Cominio respiró hondo.
–Icilio podría juzgarte in absentia, pero creo que podría convencerlo de no hacerlo. Se habría apuntado la victoria que anda buscando, establecer la inviolabilidad de los tribunos. Si no hay juicio, tus propiedades permanecerán intactas. Tu madre y tu esposa tendrán con qué contar.
–Mi vida no me importa -dijo Cneo-. Que me azoten y se coman mi carne, si es lo que quieren. ¡Pero nunca permitiré que mis propiedades caigan en manos de los ediles para alimentar a la chusma holgazana de Roma! – Volvió la cara hacia la luna llena. Bajo la luz blanca, sus atractivas facciones parecían esculpidas en mármol-. ¡El exilio! – musitó-. ¡Después de todo lo que he hecho por Roma! – Bajó el rostro, envolviéndolo de nuevo en las sombras.

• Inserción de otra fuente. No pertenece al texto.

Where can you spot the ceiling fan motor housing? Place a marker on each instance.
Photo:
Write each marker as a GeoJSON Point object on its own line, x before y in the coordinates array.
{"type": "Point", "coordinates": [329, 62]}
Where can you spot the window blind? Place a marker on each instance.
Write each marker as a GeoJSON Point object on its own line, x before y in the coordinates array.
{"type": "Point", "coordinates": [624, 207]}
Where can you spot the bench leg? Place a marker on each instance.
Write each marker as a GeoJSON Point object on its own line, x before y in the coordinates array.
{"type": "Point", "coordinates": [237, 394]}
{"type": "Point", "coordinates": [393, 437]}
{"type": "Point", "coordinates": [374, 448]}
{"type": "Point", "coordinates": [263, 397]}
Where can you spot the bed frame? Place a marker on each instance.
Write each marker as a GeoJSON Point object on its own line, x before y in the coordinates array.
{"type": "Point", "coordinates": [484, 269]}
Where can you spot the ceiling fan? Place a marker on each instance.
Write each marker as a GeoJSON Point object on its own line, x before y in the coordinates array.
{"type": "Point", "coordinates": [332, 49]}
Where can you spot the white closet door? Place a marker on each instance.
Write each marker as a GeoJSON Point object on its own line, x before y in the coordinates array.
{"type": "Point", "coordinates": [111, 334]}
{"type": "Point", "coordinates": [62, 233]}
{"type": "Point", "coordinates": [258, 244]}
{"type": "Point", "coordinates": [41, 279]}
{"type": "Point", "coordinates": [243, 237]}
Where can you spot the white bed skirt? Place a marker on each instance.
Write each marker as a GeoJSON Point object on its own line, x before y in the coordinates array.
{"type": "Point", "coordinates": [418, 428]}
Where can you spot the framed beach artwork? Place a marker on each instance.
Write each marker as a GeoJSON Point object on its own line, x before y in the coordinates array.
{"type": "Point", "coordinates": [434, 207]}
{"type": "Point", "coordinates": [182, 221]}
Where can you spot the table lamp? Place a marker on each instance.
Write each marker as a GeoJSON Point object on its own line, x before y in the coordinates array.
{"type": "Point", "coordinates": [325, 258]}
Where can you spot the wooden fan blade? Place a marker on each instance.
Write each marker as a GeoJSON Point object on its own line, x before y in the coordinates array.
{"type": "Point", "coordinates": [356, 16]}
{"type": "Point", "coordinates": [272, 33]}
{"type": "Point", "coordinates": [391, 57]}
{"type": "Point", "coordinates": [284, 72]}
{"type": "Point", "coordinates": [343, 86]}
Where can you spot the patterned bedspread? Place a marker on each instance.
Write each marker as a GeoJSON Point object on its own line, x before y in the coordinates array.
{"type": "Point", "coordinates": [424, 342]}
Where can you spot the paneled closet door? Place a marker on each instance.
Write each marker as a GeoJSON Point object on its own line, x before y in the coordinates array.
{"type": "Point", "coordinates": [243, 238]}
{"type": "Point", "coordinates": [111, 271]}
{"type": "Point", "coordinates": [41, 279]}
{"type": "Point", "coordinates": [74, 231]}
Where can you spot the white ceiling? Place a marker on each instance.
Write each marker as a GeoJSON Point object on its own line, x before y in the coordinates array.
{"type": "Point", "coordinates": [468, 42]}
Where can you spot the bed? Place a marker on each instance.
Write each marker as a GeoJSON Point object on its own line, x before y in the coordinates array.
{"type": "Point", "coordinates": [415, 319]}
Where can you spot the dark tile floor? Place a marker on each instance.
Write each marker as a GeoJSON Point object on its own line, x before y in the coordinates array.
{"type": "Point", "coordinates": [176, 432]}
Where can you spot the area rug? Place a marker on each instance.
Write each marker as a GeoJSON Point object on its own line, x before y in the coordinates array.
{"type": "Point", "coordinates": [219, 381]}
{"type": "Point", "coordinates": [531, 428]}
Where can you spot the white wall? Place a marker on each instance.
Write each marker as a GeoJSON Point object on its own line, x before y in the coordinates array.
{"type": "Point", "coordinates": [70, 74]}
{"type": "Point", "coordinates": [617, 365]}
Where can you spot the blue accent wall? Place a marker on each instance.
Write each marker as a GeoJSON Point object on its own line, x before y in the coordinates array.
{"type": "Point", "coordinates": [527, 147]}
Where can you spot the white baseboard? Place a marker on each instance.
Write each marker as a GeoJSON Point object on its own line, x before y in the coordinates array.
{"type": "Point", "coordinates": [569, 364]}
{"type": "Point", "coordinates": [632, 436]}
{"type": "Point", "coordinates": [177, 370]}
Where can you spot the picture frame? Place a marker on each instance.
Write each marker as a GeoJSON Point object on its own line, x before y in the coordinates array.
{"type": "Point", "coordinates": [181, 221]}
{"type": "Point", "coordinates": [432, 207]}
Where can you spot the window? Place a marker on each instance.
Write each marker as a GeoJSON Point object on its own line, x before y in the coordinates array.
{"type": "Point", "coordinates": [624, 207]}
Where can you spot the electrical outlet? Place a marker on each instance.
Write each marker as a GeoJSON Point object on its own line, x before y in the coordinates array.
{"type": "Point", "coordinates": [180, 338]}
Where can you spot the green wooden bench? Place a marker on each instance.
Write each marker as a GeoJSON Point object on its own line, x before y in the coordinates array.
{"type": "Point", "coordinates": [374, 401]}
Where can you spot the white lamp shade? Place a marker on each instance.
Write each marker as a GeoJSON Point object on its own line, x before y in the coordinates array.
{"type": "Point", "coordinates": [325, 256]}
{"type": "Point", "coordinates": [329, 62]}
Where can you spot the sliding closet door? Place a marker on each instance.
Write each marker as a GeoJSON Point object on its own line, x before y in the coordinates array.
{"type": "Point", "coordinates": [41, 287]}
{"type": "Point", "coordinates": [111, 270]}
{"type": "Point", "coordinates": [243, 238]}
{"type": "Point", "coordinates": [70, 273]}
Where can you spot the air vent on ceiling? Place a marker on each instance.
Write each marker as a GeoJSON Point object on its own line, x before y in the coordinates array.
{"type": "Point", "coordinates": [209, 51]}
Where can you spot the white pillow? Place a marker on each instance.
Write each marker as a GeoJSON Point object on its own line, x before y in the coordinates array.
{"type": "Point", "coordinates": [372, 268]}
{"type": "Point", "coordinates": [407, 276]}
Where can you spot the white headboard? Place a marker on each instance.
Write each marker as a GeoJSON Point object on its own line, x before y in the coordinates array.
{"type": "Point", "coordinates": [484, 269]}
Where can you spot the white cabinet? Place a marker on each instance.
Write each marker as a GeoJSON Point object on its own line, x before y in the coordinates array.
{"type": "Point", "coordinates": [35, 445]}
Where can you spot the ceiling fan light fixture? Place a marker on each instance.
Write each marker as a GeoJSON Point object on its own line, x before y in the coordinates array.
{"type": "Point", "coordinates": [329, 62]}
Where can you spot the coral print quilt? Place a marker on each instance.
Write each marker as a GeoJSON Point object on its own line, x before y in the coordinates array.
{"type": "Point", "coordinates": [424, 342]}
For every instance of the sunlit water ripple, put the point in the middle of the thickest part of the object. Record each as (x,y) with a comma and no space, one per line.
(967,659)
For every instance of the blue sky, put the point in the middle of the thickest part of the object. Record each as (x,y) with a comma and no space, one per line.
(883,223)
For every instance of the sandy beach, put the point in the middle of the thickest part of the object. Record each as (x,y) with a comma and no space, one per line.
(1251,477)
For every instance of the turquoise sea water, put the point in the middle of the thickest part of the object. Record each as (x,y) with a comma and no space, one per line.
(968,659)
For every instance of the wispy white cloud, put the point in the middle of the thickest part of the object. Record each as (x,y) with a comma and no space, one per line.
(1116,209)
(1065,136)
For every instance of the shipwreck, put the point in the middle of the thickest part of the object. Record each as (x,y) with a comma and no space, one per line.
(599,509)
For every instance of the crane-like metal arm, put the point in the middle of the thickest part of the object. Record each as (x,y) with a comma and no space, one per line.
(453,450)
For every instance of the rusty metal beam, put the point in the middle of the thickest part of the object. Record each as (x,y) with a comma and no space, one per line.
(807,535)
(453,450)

Se dirigió a los guerreros que lo rodeaban.
–Algunos de vosotros, la última vez que nos vimos, disteis la palabra de que levantaríais la espada para derramar la sangre de un plebeyo antes que verme ejecutado o si no que me seguiríais hacia el exilio. Pero ahora que ha llegado el momento de tomar la decisión, no pido que ningún hombre cumpla su palabra. – ¡Hicimos un juramento! – objetó uno de los hombres-. ¡Un romano jamás rompe sus juramentos!
–Pero si abandonamos Roma, para no regresar nunca, ¿seguimos siendo romanos? ¡Pensad en lo que significa ser un hombre sin ciudad! Es lo que me ha marcado el destino. Pero no puedo pedir que sea el destino de otros.